UV technology also has some specific advantages for ceramic decals when compared to conventional solvent-based technology. UV curing is much faster than solvent-based drying, a benefit that becomes increasingly vital in times where average production runs are a couple of hundred sheets, as opposed to a couple of thousand sheets 10 years ago. Additionally, conventionally made prints that consist of or contain halftone areas often suffer from inconsistent color deposits caused by the evaporation of the solvent when the paste is on the screen. UV media, on the other hand, do not contain solvents. Very little monomer evaporates from the screen, so a very constant color deposit is created. This provides a quantum leap in production consistancy for prints carried out with fine mesh (140-180 thread) screens, and the effect is also noticeable with coarser screens.

Although today’s printers can implement UV technology using a combination of UV and conventional products, more new products will be required to meet the long-term goal of the “UV only” printshop. Among the most demanded are:

  • Products for the heat release process
  • UV bright golds
  • UV covercoats (with some economical restrictions)
These will be brought to the market within the next couple of years. With the continued advancement of UV printing technology for ceramic decals, ceramic decorators will soon be able to obtain smaller quanitities of higher quality, more complex decals at a lower cost.

Author's Acknowledgements

Most UV developments in the ceramic decal field are process developments much more than they are sheer product developments. Close cooperation of curing unit manufactures, paper suppliers, printers and medium and color suppliers was neccessary to get to the point where we are today. Cooperation of experts in their respective areas has contributed to the success as much as individual products have.

We would like to thank K?hnhackl GmbH, Rosenthal AG, SPS®-Rehmus, IST Metz GmbH, Dr. H?nle AG, Tullis Russell Coaters and Hoffmann & Engelmann KG for their continued support in the development of this technology.

For More Information

For more information about UV-curable ceramic decals, contact Ferro GmbH, Gutleutstr. 215, 60327 Frankfurt am Main, Germany; (49) 69-271160; fax (49) 69-27116270; or visit http://www.ferro.com.

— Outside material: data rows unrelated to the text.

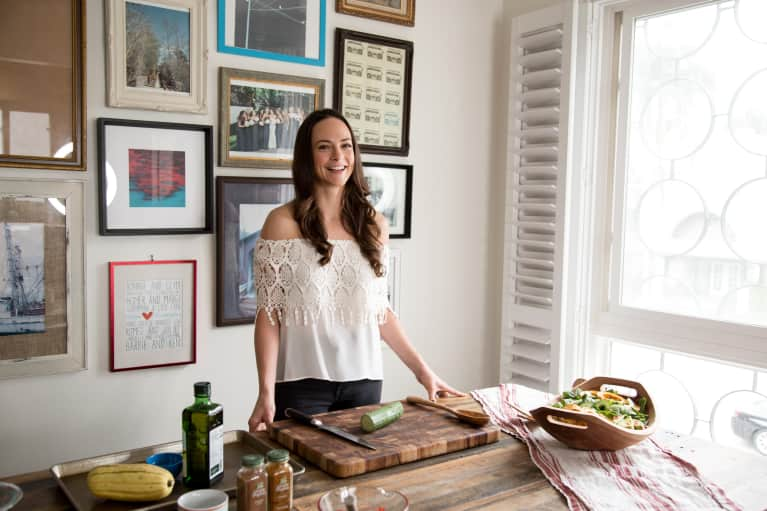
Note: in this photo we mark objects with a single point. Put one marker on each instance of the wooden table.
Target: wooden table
(499, 476)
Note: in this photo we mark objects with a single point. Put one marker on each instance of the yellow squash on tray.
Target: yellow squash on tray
(131, 482)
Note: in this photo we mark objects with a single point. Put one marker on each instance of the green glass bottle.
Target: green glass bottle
(203, 439)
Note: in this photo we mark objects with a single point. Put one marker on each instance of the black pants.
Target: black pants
(319, 396)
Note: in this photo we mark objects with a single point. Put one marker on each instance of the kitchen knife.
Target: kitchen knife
(313, 421)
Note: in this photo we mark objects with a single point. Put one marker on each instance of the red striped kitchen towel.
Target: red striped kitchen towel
(644, 476)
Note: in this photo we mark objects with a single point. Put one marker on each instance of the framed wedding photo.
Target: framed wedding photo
(288, 30)
(391, 194)
(42, 89)
(42, 256)
(154, 177)
(152, 314)
(242, 204)
(157, 54)
(393, 11)
(372, 82)
(259, 116)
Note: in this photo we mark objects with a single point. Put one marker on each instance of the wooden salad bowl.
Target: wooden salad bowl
(587, 431)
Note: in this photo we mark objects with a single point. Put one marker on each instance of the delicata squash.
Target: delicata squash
(131, 482)
(621, 411)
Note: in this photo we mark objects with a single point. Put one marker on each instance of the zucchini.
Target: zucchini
(380, 417)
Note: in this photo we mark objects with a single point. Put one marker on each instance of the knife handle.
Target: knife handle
(302, 417)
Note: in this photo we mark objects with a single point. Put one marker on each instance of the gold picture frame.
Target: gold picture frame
(42, 107)
(401, 12)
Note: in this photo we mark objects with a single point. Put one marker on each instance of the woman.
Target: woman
(321, 286)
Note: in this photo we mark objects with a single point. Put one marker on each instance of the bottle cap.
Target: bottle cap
(252, 460)
(278, 455)
(202, 388)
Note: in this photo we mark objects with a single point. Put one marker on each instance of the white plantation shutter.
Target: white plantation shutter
(535, 198)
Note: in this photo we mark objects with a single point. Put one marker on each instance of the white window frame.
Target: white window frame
(590, 205)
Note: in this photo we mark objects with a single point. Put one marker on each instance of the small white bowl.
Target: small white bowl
(203, 500)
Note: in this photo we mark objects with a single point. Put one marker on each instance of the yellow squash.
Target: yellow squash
(132, 482)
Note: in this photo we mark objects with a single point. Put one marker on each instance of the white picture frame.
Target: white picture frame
(157, 88)
(61, 345)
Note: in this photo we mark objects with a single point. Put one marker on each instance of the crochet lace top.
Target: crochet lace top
(328, 315)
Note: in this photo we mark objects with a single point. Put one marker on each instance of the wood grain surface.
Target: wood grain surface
(420, 433)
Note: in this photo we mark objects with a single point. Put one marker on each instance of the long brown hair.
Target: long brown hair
(357, 214)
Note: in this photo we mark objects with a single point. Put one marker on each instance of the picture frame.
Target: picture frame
(242, 204)
(298, 36)
(42, 319)
(152, 314)
(157, 55)
(391, 193)
(148, 167)
(259, 116)
(43, 105)
(372, 84)
(401, 12)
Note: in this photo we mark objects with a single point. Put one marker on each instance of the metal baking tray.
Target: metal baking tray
(71, 476)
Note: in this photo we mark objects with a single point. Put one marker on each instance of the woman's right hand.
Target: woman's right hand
(263, 414)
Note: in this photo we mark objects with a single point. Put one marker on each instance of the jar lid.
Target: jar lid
(278, 455)
(252, 460)
(202, 388)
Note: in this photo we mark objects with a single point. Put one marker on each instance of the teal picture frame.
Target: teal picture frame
(278, 47)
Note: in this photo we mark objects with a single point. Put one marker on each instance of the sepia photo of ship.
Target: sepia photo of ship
(22, 282)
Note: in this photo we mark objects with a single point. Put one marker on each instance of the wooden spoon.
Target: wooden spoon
(476, 418)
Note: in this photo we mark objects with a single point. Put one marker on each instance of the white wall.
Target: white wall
(450, 297)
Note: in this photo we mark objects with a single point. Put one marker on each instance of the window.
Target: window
(647, 257)
(680, 251)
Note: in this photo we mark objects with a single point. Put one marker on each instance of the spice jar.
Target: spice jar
(252, 484)
(280, 480)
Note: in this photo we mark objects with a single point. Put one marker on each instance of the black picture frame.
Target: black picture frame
(372, 89)
(237, 198)
(391, 193)
(142, 190)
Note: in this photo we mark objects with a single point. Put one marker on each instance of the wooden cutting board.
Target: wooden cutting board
(420, 433)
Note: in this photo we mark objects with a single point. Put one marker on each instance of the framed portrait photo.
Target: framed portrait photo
(242, 204)
(391, 194)
(259, 116)
(372, 89)
(42, 290)
(157, 54)
(42, 89)
(152, 314)
(288, 30)
(393, 11)
(154, 177)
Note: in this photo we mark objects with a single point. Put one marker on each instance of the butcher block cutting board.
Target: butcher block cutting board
(420, 433)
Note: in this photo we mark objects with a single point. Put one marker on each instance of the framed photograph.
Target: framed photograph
(393, 278)
(42, 103)
(157, 54)
(259, 116)
(393, 11)
(242, 204)
(391, 194)
(372, 89)
(289, 30)
(155, 177)
(42, 289)
(152, 314)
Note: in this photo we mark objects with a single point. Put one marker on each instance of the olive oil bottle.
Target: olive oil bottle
(203, 439)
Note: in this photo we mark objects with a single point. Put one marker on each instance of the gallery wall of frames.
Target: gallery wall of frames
(158, 177)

*Conversely, using a UV covercoat on top of conventional inks causes serious firing defects. For this reason, a UV ink or coating should never be used on top of a solvent-based product.
**Different decal papers react differently to heat impact. Some shrink even below 38?C and are hence not suitable for this application. The requirements for wax-coated, heat-release papers are less severe and depend on the melting point of the wax. Information on suitable papers can be obtained from major decal paper manufacturers.8
***All UV curing units generate ozone, although ceramic curing units produce it to an even lower extent than standard graphic curing units. In a properly working curing unit, the ozone is removed from the process through an air duct. Ozone is such a fragile molecule that it is converted back to harmless oxygen within seconds as it travels through the air duct, so no ozone ever reaches a worker or the environment if the setup works properly. Ozone has a pungent odor, so leaks can be detected quickly, and the curing unit can easily be shut down to repair the damage. Additionally, gas detectors can be used to automatically switch off machines in case a preset ozone level is exceeded (ozone is always present in ambient air; it is a question of concentration whether it is harmless, healthy or hazardous).